Technological enablement, digitization, and automation are affecting industries today in profound ways. Healthcare delivery is no exception. On the supply side, a host of new technologies can now be integrated into care delivery: artificial intelligence (AI), robotics, precision medicine, 3-D printing, augmented reality/virtual reality, genomics, telemedicine, and more. Adoption of these technologies is being driven by both immediate needs (e.g., cost control and efficiency optimization) and longer-term goals (especially greater precision, fewer errors, and a better outcome.

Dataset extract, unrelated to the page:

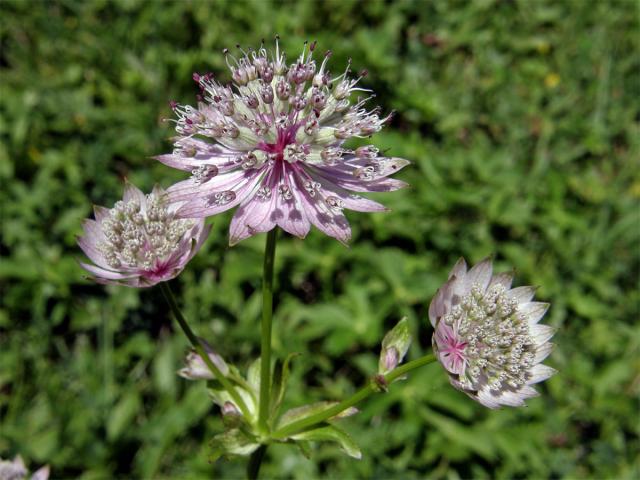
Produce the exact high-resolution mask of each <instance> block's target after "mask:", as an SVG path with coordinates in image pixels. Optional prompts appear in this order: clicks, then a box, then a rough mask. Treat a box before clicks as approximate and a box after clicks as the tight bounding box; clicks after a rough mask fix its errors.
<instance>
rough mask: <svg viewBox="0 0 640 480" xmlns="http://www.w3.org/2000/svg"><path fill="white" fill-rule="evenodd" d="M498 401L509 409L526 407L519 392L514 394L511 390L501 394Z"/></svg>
mask: <svg viewBox="0 0 640 480" xmlns="http://www.w3.org/2000/svg"><path fill="white" fill-rule="evenodd" d="M497 400H498V402H499V403H500V404H501V405H507V406H508V407H521V406H523V405H524V398H523V397H522V395H520V394H519V393H518V392H512V391H511V390H505V391H503V392H500V395H499V396H498V398H497Z"/></svg>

The Covid pandemic has unveiled not only vulnerabilities and transformative opportunities, but also our resourcefulness and empathy. We’re well on the way to a future-proof and resilient healthcare system, and this transformation will continue for months and years after the crisis. The above-described future trends in healthcare technology and approaches to upskilling offer industry leaders a path to start navigating to the next normal and catch up with the new reality.
In summary, the smart hospitals of the future will look very different from the hospitals of today and the past. Smart hospitals will operate in an environment of decentralized care provision and will no longer serve as the predominant (or in some countries, sole) provider of all healthcare interventions. Smart hospitals will focus instead on a core set of in-house services and connect with a broader ecosystem for delivery of other care services in an agile and efficient manner. In smart hospitals, digitally-enabled clinical staff will be able to deliver better outcomes and a more integrated patient experience, and continuously innovate in care delivery.